After the installation, we need to update the Airflow configuration. This can be done following this example on airflow.cfg:

Or we can directly provide environment variables:

We can choose the option that best adapts to our current architecture. Find more information on Airflow configurations here.

Moreover, when using the lineage backend to bring in Pipeline metadata, we will add the URL of DAG. We build this URL by using the webserver base URL. If you want to make sure this value is informed correctly, double-check what you have defined in the webserver configuration here.

Make sure this is a valid URI by not forgetting to add the scheme, otherwise we won't be able to properly parse it.

Optional Parameters

You can also set the following parameters:

only_keep_dag_lineage will remove any table lineage not present in the inlets or outlets. This will ensure that any lineage in OpenMetadata comes only from your code.
max_status controls the number of status to ingest in each run. By default, we'll pick the last 10.
timeout sets the timeout for the airflow lineage backend's connection to openMetadata.
retry limits the number of retries for the airflow lineage backend's connection to openMetadata.
retry_wait the base wait time (in seconds) between retry attempts. On each retry, the wait time increases linearly based on the number of attempts already made: retry_wait * (total_retries - retry + 1) This mechanism helps avoid overwhelming the service by spacing out retries.
retry_codes is a comma-separated list of HTTP status codes that will trigger a retry. By default, it includes Gateway Timeout (HTTP 504).

In the following sections, we'll show how to adapt our pipelines to help us build the lineage information.

Lineage Backend

You can find the source code here.

Pipeline Service

The backend will look for a Pipeline Service Entity with the name specified in the configuration under airflow_service_name. If it cannot find the instance, it will create one based on the following information:

airflow_service_name as name. If not informed, the default value will be airflow.
It will use the webserver base URL as the URL of the service.

Pipeline Entity

Each DAG processed by the backend will be created or updated as a Pipeline Entity linked to the above Pipeline Service.

We are going to extract the task information and add it to the Pipeline task property list. Then, a DAG created with some tasks as the following random example:

We will capture this information as well, therefore showing how the DAG contains three tasks t1, t2 and t3; and t1 having t2 and t3 as downstream tasks.

Adding Lineage

Airflow Operators contain the attributes inlets and outlets. When creating our tasks, we can pass any of these two parameters as follows:

Note how in this example we are defining a Python dict with the key tables and value a list. This list should contain the FQN of tables ingested through any of our connectors or APIs.

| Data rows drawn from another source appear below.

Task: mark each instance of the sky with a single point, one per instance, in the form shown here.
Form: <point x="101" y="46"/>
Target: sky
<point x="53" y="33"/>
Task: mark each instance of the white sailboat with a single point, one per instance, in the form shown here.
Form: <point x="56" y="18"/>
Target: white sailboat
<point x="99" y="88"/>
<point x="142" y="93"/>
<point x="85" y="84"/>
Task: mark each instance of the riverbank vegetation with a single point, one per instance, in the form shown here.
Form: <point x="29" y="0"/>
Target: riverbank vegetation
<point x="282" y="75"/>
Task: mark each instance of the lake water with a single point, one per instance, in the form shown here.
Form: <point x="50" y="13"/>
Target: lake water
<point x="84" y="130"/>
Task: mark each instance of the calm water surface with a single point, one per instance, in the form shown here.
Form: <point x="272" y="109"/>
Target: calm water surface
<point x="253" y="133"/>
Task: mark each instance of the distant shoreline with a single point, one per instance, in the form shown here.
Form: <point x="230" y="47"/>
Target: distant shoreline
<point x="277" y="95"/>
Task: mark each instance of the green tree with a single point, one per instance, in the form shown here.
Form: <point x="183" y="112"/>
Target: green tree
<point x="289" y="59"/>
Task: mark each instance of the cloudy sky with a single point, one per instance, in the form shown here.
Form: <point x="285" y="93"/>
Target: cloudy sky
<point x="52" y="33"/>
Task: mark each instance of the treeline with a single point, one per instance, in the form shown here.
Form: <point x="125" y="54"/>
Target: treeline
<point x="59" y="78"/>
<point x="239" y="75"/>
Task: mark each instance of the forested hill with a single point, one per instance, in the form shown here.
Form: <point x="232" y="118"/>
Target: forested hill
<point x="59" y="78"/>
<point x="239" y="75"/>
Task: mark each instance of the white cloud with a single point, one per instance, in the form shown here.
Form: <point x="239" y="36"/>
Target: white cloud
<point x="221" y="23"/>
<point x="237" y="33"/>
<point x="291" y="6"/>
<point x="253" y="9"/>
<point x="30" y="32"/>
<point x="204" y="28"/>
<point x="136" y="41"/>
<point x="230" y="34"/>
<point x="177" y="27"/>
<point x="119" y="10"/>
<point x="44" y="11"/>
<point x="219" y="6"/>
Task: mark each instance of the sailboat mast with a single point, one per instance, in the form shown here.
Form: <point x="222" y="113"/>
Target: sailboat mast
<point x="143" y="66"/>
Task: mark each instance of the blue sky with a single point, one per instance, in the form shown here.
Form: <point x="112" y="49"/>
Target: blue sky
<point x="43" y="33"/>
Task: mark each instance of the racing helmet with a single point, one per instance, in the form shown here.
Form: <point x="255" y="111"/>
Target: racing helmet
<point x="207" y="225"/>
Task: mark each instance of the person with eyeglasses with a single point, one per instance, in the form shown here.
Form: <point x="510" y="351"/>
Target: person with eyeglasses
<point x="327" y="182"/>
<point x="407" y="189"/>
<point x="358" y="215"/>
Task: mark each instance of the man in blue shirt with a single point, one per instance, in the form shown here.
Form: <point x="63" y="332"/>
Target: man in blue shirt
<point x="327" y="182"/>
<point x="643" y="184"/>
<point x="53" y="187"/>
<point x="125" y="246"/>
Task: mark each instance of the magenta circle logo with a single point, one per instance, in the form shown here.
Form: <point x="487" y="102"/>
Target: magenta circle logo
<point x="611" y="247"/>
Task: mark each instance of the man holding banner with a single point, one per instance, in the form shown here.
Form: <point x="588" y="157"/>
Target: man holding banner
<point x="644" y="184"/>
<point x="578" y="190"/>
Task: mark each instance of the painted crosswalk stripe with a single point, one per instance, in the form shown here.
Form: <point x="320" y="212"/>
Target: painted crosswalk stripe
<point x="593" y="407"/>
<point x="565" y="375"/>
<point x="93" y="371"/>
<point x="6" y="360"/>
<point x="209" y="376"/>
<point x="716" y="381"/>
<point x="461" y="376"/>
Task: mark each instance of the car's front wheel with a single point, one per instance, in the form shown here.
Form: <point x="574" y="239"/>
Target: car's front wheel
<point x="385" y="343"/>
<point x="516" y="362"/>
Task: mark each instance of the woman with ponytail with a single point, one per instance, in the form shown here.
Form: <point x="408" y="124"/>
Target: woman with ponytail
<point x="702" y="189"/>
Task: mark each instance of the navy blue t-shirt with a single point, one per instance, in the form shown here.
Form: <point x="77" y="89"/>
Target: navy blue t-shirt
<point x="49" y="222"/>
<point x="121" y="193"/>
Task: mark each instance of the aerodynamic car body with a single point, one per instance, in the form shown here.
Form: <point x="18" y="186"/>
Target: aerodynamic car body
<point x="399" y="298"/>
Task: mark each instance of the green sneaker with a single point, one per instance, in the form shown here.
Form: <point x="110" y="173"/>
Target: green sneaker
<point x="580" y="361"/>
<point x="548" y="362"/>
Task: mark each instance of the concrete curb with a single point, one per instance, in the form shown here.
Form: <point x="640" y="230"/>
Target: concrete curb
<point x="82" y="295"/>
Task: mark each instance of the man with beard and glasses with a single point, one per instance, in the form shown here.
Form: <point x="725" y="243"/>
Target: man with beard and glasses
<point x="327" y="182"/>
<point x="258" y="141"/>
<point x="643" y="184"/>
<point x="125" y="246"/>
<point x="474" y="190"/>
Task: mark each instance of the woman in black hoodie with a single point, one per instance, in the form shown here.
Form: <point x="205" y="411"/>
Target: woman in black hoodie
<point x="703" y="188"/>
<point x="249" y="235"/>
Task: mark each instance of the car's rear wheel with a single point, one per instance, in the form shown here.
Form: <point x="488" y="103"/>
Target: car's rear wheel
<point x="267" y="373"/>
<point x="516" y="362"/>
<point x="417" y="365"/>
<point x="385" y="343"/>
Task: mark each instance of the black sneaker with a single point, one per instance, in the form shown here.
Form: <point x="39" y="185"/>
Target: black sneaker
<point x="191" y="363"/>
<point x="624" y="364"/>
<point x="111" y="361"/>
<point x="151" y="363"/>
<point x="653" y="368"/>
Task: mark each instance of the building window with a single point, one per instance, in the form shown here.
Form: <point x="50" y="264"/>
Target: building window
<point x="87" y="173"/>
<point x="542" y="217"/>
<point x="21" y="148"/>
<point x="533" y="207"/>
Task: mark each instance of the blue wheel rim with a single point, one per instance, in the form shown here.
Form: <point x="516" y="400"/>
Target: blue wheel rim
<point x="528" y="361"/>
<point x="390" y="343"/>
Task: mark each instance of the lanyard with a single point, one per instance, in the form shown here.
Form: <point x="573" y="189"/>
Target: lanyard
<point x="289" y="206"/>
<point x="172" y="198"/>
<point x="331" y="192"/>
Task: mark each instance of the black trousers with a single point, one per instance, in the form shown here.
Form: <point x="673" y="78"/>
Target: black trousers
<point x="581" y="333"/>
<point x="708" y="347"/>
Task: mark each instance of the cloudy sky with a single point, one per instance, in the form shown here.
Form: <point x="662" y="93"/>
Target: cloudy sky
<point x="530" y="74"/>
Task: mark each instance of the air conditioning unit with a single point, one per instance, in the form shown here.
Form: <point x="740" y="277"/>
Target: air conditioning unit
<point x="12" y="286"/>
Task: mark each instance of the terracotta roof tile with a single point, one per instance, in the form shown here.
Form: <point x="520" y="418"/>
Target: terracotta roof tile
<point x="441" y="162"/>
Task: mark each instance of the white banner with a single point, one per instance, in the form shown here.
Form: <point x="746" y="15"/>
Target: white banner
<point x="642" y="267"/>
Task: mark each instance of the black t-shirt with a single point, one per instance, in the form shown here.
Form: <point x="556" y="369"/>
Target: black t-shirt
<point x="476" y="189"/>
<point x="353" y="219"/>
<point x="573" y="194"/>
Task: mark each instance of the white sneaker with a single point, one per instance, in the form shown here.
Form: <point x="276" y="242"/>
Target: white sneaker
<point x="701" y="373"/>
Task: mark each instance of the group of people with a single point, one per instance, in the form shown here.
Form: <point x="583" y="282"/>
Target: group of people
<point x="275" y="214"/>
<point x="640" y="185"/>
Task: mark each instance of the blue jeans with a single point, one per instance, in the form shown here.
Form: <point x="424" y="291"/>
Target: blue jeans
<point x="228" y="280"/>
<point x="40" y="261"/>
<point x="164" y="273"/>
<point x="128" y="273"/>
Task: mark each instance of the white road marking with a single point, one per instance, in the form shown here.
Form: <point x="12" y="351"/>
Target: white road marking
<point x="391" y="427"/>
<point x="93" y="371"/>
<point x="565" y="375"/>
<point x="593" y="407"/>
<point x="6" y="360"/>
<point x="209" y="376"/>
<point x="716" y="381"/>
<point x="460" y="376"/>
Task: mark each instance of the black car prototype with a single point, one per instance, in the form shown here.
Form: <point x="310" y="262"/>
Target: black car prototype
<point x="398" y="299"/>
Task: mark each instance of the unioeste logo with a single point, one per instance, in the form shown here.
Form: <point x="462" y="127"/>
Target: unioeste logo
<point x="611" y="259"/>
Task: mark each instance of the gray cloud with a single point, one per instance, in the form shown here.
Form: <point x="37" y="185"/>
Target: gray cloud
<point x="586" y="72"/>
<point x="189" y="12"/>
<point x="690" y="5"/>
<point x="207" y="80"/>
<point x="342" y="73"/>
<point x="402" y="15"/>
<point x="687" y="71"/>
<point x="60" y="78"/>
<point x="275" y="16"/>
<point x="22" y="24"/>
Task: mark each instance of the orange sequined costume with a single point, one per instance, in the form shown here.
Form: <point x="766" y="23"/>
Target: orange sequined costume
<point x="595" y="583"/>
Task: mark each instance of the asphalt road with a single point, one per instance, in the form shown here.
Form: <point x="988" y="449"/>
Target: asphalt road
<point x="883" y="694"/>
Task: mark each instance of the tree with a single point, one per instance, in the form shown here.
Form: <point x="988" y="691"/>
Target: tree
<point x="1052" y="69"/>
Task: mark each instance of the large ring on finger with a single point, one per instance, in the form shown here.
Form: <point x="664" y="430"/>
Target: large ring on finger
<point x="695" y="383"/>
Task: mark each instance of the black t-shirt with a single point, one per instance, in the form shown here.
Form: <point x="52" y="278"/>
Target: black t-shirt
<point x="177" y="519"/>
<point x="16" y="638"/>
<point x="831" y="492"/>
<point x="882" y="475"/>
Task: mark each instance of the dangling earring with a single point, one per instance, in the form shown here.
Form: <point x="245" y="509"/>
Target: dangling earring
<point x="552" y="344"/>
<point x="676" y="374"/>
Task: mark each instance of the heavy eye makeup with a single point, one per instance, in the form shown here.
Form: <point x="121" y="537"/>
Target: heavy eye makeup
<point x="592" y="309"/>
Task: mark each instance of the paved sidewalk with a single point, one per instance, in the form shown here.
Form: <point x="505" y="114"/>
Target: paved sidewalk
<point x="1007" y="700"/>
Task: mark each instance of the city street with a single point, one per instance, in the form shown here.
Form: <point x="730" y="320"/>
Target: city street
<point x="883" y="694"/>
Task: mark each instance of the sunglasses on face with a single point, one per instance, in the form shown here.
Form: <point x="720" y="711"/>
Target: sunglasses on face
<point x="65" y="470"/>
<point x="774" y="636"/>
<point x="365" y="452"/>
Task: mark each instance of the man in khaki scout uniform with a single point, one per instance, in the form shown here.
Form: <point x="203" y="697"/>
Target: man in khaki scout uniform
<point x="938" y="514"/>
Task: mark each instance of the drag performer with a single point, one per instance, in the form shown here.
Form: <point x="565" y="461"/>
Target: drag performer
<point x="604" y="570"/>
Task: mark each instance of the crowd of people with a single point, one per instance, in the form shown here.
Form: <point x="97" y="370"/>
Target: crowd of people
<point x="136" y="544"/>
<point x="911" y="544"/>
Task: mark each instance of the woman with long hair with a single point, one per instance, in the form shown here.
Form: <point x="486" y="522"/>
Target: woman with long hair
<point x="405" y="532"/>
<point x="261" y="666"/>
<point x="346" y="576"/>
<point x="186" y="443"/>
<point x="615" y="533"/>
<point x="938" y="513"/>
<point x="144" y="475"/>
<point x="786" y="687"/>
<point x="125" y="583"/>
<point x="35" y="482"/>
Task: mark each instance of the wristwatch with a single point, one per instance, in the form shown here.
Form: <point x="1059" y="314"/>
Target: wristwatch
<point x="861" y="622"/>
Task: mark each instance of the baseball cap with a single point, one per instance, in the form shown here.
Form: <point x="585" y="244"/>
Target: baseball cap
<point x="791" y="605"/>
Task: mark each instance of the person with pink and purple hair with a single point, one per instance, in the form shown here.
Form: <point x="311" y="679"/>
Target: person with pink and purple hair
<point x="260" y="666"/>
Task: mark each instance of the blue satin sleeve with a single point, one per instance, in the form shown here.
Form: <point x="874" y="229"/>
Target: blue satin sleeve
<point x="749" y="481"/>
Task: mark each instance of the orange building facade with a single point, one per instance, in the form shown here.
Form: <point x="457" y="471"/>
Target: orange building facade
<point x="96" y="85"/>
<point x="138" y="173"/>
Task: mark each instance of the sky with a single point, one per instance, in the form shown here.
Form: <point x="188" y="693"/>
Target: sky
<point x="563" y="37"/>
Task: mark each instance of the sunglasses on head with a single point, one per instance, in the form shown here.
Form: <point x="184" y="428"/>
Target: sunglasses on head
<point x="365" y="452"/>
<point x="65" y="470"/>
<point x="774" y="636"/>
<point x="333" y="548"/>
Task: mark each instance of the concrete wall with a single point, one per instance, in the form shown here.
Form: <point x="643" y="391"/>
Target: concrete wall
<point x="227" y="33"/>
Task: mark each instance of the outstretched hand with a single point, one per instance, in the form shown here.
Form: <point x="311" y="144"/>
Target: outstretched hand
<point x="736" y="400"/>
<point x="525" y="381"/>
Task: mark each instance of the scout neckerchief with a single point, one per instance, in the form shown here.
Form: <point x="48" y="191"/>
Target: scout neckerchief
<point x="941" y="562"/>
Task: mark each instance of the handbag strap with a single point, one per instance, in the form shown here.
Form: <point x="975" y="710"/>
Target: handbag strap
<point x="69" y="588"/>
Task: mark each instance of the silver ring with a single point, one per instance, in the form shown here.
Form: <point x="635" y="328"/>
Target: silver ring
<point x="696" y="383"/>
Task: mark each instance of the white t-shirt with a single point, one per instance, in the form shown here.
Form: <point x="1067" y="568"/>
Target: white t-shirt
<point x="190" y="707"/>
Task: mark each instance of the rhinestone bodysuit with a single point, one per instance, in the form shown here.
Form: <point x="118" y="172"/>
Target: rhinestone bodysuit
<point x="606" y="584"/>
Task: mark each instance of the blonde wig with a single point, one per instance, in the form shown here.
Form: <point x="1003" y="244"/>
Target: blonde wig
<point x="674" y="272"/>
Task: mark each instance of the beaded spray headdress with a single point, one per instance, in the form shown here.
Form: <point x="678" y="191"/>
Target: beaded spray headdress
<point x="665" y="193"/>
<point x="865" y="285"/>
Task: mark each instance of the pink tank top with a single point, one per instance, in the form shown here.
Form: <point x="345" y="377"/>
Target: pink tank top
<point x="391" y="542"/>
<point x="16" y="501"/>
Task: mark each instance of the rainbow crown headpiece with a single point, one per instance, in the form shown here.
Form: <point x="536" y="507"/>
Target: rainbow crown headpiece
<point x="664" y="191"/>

When each task is processed, we will use the OpenMetadata client to add the lineage information (upstream for inlets and downstream for outlets) between the Pipeline and Table Entities.

It is important to get the naming right, as we will fetch the Table Entity by its FQN. If no information is specified in terms of lineage, we will just ingest the Pipeline Entity without adding further information.

While we are showing here how to parse the lineage using the Lineage Backend, the setup of inlets and outlets is supported as well through external metadata ingestion from Airflow, be it via the UI, CLI or directly running an extraction DAG from Airflow itself.

Example

This is a full example of a working DAG. Note how we are passing the inlets and outlets for the fullyQualifiedNames

mysql.default.openmetadata_db.bot_entity
snow.TEST.PUBLIC.COUNTRIES

We are pointing at already ingested assets, so there is no limitation of them being part of the same service. For this example to work on your end, update the FQNs to tables you already have in OpenMetadata.

Running the lineage backend will not only ingest the lineage data, but will also send the DAG as a pipeline with its tasks and status to OpenMetadata.

If you are running this example using the quickstart deployment of OpenMetadata, then your airflow.cfg could look like this:

After running the DAG, you should be able to see the following information in the ingested Pipeline:

DAG ingested as a Pipeline with the Task view.

Pipeline Lineage.

A fast way to try and play with Airflow locally is to install apache-airflow in a virtual environment and, when using versions greater than 2.2.x, using airflow standalone.